To "restart the world", we'll run a batch job then a streaming job.
- read all profiles from the system of record and create a RDD[(String, FCProfile)] containing all profiles
- read all interactions from the system of record, compute Map[handle: String, Map[ruleset_id: String, count: Int]] for each window
- read all interactions from the system of record, "batch them" by timestamp, enumerate them
for each profile:
Add profile to state: Map[handle, Profile]
for each enumerated batch of interactions (i, RDD[Interaction]):
batch_{-1} = read in batch that fell out of window (i - "num batches in window")

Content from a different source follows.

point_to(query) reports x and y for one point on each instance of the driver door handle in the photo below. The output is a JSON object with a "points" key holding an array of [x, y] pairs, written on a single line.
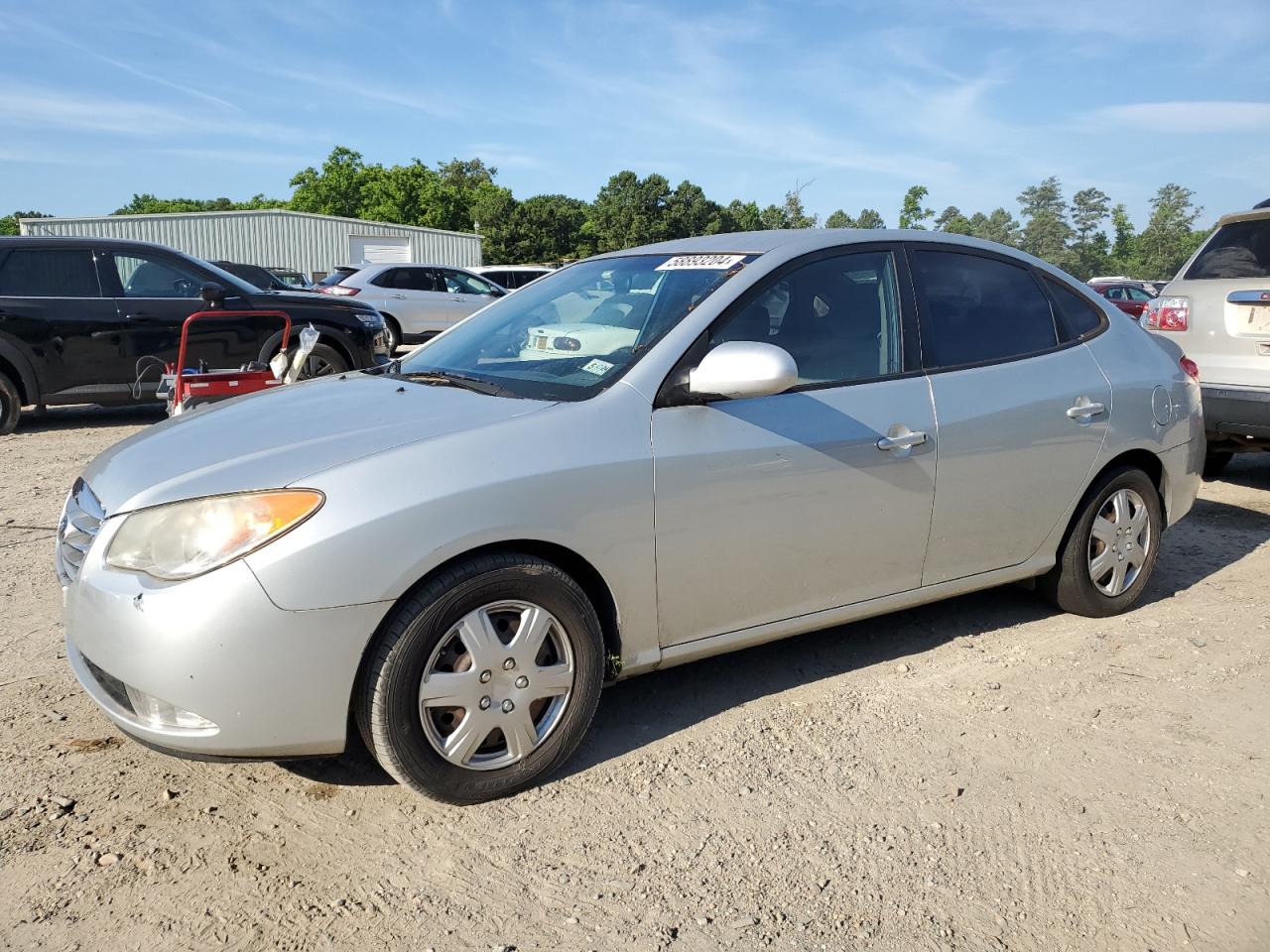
{"points": [[902, 440], [1084, 409]]}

mapped_batch_{-1}, mapped_batch_t : RDD[handle, (view_id, count)] = match rules with interactions
state: Map[String, Map[String, Int]] = (handle, (view_id, count))
state --= batch_{-1}
state ++= batch_t
for each window of interactions:
profiles_in_window : RDD[(String, ((String, Int), Profile))] = state join profiles
=> (handle, ((view_id, count), profile))
profiles_by_view_id : RDD[(String, List[Profile])] = profiles_in_window => (view_id, profile) group
=> (view_id, list_of_profiles)
scored_profiles : RDD[(String, List[(Profile, Int)]] = profiles_in_window map scoring_func | sort
=> (view_id, sorted_list_of_profiles)
write to dynamodb saver queue